Now let’s try to delete the resource using:

$ kubectl delete -f customresource0.yaml
serviceinstance.example.com "my-new-service-instance0" deleted

This time you will notice that the resource is able to delete without kubectl hanging waiting for manual removal of the finalizer from the resource.

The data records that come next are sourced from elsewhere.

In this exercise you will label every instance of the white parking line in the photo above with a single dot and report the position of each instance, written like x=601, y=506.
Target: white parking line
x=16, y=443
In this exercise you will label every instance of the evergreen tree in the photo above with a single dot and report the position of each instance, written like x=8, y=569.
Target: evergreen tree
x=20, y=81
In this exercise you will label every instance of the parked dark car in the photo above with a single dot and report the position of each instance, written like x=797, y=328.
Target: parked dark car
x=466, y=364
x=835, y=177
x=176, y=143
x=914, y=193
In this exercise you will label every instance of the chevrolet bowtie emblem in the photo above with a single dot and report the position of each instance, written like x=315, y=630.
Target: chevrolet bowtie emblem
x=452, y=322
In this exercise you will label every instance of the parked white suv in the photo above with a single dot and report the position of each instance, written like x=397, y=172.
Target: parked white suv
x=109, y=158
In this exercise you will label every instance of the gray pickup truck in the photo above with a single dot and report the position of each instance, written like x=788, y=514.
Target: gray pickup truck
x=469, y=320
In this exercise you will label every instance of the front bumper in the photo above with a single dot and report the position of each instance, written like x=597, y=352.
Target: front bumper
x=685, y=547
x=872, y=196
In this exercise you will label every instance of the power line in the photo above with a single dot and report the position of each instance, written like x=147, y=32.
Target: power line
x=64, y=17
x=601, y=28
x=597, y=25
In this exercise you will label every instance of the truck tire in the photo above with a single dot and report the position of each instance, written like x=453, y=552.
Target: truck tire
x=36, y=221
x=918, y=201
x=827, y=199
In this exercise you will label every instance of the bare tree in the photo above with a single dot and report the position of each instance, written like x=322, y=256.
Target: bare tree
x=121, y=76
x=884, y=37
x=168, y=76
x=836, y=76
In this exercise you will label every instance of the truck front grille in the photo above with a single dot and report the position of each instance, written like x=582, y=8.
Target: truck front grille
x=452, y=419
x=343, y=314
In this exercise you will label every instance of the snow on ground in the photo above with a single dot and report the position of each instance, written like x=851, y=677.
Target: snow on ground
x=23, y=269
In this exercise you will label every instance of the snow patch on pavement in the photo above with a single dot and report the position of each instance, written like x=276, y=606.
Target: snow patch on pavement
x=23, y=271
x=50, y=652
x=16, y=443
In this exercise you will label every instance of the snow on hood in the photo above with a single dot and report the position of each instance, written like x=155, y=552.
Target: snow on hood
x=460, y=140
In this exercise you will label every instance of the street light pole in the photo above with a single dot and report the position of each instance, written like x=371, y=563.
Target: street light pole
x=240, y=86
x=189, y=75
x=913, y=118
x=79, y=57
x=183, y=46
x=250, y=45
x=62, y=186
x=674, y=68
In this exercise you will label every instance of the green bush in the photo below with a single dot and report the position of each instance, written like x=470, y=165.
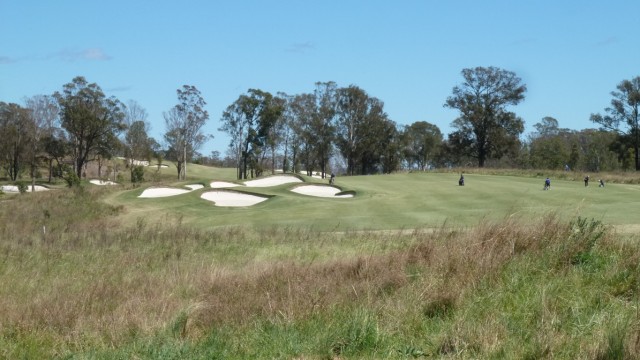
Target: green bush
x=71, y=178
x=137, y=174
x=22, y=186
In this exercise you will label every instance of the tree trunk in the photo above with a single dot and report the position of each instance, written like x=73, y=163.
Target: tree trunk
x=184, y=162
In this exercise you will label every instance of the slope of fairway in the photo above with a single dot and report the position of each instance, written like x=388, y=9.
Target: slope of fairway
x=402, y=201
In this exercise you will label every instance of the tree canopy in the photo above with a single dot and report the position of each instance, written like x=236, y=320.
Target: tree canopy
x=92, y=120
x=624, y=113
x=485, y=129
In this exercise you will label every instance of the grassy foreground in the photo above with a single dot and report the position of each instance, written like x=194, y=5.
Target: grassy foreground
x=91, y=286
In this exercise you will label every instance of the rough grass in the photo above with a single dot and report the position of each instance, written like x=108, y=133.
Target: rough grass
x=508, y=288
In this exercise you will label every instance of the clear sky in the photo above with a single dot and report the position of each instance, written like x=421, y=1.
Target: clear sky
x=409, y=54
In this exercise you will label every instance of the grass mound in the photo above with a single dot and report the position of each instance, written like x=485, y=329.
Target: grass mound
x=508, y=288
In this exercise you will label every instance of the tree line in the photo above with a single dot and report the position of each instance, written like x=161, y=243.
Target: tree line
x=331, y=129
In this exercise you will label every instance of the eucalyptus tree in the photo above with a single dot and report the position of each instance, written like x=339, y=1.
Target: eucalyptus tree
x=485, y=128
x=91, y=120
x=422, y=141
x=184, y=124
x=624, y=113
x=302, y=111
x=43, y=116
x=135, y=138
x=360, y=124
x=322, y=125
x=15, y=143
x=248, y=121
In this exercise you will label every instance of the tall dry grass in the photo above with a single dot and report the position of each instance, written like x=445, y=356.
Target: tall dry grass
x=512, y=288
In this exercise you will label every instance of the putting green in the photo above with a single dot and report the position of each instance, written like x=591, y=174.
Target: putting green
x=402, y=201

In the custom controller logs you should see the following log output:

2020-09-24T00:46:40.727+0200	INFO	controllers.ServiceInstance	Removing external resources {"serviceinstance": "default/my-new-service-instance0"}
2020-09-24T00:46:40.727+0200	INFO	controllers.ServiceInstance	Removed external resources	{"serviceinstance": "default/my-new-service-instance0"}
2020-09-24T00:46:40.727+0200	INFO	controllers.ServiceInstance	Removing my finalizer {"serviceinstance": "default/my-new-service-instance0"}
2020-09-24T00:46:40.737+0200	INFO	controllers.ServiceInstance	Removed my finalizer {"serviceinstance": "default/my-new-service-instance0"}
2020-09-24T00:46:40.738+0200	DEBUG	controller	Successfully Reconciled	{"reconcilerGroup": "example.com, "reconcilerKind": "ServiceInstance", "controller": "serviceinstance", "name": "my-new-service-instance0", "namespace": "default"}
2020-09-24T00:46:40.738+0200	INFO	controllers.ServiceInstance	serviceinstance resource not found. Ignoring since object must be deleted	{"serviceinstance": "default/my-new-service-instance0"}
2020-09-24T00:46:40.738+0200	DEBUG	controller	Successfully Reconciled	{"reconcilerGroup": "example.com", "reconcilerKind": "ServiceInstance", "controller": "serviceinstance", "name": "my-new-service-instance0", "namespace": "default"}

The reason for this is the custom controller came to our aid and provided clean-up logic in the event of a deletion on the resource:

    ...
	myFinalizerName := "my-finalizer.example.com"
	if serviceinstance.ObjectMeta.DeletionTimestamp.IsZero() {
    ...
	} else {
		// The object is being deleted.
		if err := r.removeFinalizerIfExists(ctx, log, serviceinstance, myFinalizerName); err != nil {
			return ctrl.Result{}, err
		}
	}
    ...

// removeFinalizerIfExists removes finalizer and updates resource if specified
// finalizer exists
func (r *ServiceInstanceReconciler) removeFinalizerIfExists(ctx context.Context, log logr.Logger, instance *examplev1alpha1.ServiceInstance, finalizerName string) error {
	if containsString(instance.GetFinalizers(), finalizerName) {
		log.Info("Removing external resources")
		if err := r.deleteExternalResources(instance); err != nil {
			log.Error(err, "Failed to remove external resources")
			return err
		}
		log.Info("Removed external resources")

		log.Info("Removing my finalizer.")
		instance.SetFinalizers(removeString(instance.GetFinalizers(), finalizerName))
		if err := r.Update(ctx, instance); err != nil {
			log.Error(err, "Failed to remove my finalizer")
			return err
		}
		log.Info("Removed my finalizer")
	}
	return nil
}

The code determines if the resource is being deleted and removes the finalizer idempotently from the resource if it exists. This ensures that any clean-up logic that the controller sees as necessary, such as removal of external resources, is performed prior to the controller relinquishing responsibility for the resource.

Conclusion

In this case the logic is very simple, but we could imagine more complex scenarios. If the deletion timestamp exists in the resource remove the finalizer so that Kubernetes garbage collection can take place. This serves as an illustration for the power that custom controllers can provide. In the deployment of a more complex application or data service we may have other operations in mind that can be automated using this approach.